In the history of American environmentalism, Russell E. Train plays a starring role. Few individuals have been so influential in creating the United States' environmental policies and encouraging conservation efforts around the world. In this absorbing new biography, J. Brooks Flippen describes Train's significance within the fascinating history of the contemporary environmental movement.
A lifelong Republican, Train left a successful judicial career to found the African Wildlife Leadership Foundation. As the problems of pollution and unrestrained growth became apparent, he adopted a more ecological approach to nature and became a leader of the emerging environmental movement of the 1960s. He soon headed the Conservation Foundation, one of the first organizations to appreciate that humans represent only one strand in the "web of life."
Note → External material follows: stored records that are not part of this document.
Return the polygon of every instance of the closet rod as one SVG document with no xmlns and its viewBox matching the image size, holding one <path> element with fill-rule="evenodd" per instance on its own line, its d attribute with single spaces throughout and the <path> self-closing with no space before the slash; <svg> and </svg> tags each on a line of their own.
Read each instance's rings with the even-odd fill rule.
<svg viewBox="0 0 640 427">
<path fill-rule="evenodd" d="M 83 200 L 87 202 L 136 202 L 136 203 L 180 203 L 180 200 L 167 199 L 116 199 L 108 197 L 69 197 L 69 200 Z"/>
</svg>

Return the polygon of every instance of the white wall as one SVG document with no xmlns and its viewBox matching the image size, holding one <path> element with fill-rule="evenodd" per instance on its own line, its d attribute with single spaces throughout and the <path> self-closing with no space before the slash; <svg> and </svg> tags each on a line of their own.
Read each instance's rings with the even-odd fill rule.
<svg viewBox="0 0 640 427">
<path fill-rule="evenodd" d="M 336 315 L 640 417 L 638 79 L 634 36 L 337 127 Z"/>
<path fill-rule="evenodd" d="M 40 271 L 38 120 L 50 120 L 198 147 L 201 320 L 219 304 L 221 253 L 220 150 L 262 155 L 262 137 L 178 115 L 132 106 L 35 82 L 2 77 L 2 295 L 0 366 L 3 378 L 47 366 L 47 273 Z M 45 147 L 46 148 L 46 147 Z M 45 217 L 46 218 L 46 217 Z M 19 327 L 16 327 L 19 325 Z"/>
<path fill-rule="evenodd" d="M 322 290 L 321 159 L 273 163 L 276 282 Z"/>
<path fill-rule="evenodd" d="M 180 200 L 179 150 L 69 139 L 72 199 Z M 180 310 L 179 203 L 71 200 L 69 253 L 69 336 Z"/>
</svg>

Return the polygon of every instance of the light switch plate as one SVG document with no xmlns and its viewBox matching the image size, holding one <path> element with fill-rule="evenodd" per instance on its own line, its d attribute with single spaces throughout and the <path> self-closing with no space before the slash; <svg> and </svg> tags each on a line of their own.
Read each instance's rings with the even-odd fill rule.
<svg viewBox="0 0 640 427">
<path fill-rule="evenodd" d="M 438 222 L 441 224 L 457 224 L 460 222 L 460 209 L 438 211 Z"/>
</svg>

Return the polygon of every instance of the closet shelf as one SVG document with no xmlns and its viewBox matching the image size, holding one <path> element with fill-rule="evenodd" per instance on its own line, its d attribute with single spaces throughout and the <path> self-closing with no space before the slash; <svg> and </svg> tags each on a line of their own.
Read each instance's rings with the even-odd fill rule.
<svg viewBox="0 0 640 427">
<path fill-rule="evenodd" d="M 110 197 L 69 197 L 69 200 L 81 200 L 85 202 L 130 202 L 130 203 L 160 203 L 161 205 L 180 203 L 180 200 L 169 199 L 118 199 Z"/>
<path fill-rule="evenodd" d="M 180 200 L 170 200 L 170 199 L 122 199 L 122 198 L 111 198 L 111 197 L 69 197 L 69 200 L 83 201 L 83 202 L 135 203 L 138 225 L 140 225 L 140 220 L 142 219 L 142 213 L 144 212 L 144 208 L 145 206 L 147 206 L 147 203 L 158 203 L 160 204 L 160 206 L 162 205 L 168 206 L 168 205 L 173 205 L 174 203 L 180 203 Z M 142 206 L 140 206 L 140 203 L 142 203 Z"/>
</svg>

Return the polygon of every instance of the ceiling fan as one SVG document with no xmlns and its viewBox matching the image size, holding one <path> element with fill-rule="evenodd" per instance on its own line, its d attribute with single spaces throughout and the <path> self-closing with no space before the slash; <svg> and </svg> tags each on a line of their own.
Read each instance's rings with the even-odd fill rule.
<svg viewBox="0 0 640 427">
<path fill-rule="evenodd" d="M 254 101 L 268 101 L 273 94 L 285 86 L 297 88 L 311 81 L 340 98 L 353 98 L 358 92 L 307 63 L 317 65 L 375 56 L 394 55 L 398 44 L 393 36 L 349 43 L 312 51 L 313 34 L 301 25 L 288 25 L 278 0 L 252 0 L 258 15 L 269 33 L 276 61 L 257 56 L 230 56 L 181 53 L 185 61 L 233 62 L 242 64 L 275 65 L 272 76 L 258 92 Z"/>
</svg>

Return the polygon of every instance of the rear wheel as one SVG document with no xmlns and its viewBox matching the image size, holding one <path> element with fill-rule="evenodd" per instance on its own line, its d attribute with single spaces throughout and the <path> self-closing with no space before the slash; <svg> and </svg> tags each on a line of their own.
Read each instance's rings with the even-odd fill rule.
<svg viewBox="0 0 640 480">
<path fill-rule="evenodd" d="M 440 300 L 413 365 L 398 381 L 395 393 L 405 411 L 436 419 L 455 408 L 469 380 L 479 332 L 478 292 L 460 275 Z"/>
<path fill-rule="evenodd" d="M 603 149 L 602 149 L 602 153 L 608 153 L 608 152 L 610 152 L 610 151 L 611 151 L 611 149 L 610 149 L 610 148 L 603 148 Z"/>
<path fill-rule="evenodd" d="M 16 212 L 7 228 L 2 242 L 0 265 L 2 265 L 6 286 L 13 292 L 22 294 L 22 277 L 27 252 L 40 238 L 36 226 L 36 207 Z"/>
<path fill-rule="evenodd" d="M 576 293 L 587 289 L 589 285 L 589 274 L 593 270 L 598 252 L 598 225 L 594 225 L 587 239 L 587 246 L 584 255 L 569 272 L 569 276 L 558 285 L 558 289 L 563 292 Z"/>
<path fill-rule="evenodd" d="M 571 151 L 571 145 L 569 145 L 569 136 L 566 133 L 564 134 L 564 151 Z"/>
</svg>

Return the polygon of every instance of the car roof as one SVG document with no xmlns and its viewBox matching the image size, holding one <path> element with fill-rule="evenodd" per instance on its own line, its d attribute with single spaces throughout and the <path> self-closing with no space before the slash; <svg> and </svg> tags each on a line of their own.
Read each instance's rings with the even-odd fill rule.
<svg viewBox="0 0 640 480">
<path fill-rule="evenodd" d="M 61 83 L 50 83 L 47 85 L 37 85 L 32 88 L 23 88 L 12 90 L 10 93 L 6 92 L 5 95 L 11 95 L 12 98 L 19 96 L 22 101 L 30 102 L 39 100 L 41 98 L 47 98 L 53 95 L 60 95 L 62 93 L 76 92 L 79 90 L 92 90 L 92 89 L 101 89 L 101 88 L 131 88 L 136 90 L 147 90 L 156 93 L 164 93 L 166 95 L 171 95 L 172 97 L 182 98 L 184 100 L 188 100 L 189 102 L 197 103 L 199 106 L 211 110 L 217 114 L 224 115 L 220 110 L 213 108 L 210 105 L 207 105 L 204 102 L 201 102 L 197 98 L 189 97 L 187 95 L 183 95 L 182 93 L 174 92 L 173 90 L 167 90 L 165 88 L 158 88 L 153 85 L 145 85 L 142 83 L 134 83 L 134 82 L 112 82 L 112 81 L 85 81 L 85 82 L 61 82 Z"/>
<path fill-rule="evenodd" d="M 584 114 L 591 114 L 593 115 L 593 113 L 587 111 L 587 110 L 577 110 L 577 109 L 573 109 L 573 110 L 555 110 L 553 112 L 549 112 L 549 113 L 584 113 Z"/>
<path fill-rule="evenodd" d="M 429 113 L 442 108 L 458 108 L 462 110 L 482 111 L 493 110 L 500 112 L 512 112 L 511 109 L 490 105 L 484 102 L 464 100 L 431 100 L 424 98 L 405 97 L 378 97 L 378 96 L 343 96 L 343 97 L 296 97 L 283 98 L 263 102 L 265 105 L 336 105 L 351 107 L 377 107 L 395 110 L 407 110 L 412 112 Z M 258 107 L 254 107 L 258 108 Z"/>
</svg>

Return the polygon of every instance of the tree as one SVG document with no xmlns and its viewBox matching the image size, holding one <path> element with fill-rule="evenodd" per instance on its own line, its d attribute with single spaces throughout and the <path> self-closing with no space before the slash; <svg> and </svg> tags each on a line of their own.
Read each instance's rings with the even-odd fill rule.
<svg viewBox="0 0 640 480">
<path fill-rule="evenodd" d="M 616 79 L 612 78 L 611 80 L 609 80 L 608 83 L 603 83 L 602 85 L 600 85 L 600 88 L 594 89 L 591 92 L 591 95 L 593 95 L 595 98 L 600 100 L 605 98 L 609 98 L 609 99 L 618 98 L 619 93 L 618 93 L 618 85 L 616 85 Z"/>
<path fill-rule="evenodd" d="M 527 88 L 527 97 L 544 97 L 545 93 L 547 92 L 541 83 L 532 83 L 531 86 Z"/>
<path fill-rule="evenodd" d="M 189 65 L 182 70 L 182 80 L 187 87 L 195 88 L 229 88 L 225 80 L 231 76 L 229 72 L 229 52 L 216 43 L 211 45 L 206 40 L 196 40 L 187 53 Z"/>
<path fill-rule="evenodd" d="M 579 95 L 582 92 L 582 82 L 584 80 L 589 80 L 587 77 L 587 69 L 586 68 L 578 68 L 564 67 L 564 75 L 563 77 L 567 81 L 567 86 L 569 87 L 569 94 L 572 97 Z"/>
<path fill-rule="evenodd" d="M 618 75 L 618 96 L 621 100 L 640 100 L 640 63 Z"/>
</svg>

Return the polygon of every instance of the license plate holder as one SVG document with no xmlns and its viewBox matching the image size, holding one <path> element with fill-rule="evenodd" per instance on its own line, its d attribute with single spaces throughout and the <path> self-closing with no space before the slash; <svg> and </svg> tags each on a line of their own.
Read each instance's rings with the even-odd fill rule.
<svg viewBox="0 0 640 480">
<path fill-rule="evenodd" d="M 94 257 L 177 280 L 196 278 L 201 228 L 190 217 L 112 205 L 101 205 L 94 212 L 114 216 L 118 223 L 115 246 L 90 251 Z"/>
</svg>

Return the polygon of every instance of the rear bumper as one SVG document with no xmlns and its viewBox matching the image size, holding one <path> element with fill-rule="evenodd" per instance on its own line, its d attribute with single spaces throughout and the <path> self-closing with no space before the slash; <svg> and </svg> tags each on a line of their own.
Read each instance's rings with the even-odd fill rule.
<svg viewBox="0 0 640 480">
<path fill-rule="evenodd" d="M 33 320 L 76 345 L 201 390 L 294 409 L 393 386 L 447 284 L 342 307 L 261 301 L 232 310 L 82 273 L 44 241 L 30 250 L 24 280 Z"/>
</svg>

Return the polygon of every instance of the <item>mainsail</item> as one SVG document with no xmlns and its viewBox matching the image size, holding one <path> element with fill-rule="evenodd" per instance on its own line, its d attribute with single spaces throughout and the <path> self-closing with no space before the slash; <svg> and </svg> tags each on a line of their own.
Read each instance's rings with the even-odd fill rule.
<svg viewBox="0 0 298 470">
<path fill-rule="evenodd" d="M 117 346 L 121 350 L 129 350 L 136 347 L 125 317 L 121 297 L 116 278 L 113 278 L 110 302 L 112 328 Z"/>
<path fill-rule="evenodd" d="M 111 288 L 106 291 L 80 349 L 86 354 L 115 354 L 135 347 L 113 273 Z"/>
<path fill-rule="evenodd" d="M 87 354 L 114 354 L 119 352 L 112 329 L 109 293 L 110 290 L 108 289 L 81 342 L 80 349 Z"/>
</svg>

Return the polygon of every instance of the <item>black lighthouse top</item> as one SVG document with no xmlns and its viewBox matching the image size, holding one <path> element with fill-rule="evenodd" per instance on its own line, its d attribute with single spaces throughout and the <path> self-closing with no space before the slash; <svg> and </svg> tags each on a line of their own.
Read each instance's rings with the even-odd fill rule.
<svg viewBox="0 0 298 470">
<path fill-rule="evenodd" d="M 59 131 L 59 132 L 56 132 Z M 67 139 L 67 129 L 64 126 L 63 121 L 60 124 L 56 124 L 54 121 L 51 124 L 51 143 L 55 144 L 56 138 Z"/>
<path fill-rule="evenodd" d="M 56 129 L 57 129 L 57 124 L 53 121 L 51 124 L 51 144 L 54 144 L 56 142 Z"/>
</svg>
President Richard Nixon appointed Train as the initial chairman of the Council on Environmental Quality just as the country celebrated its first Earth Day. There he helped craft the most important environmental legislation in U.S. history. After three years, he became administrator of the Environmental Protection Agency, enforcing regulations during the Energy Crisis and much of the troubled 1970s.
With the election of Democrat Jimmy Carter, Train returned to the private sector as head of the American affiliate of the World Wildlife Fund. He found himself increasingly at odds with many Republicans as a new, more ideological brand of conservatism grew and bipartisanship faded. Train's Republican credentials and environmental advocacy made him a vestige of the past and, in a sense, a hope for the future.
Given complete access to the personal papers and recollections of Russell Train, Flippen casts an unbiased eye on this remarkable man and the causes he has so fervently promoted. Of a prominent Washington family, Train has known every president from Herbert Hoover to George W. Bush. His life and career illustrate the political dynamics of modern environmentalism and illuminate the insider culture of Washington, D.C.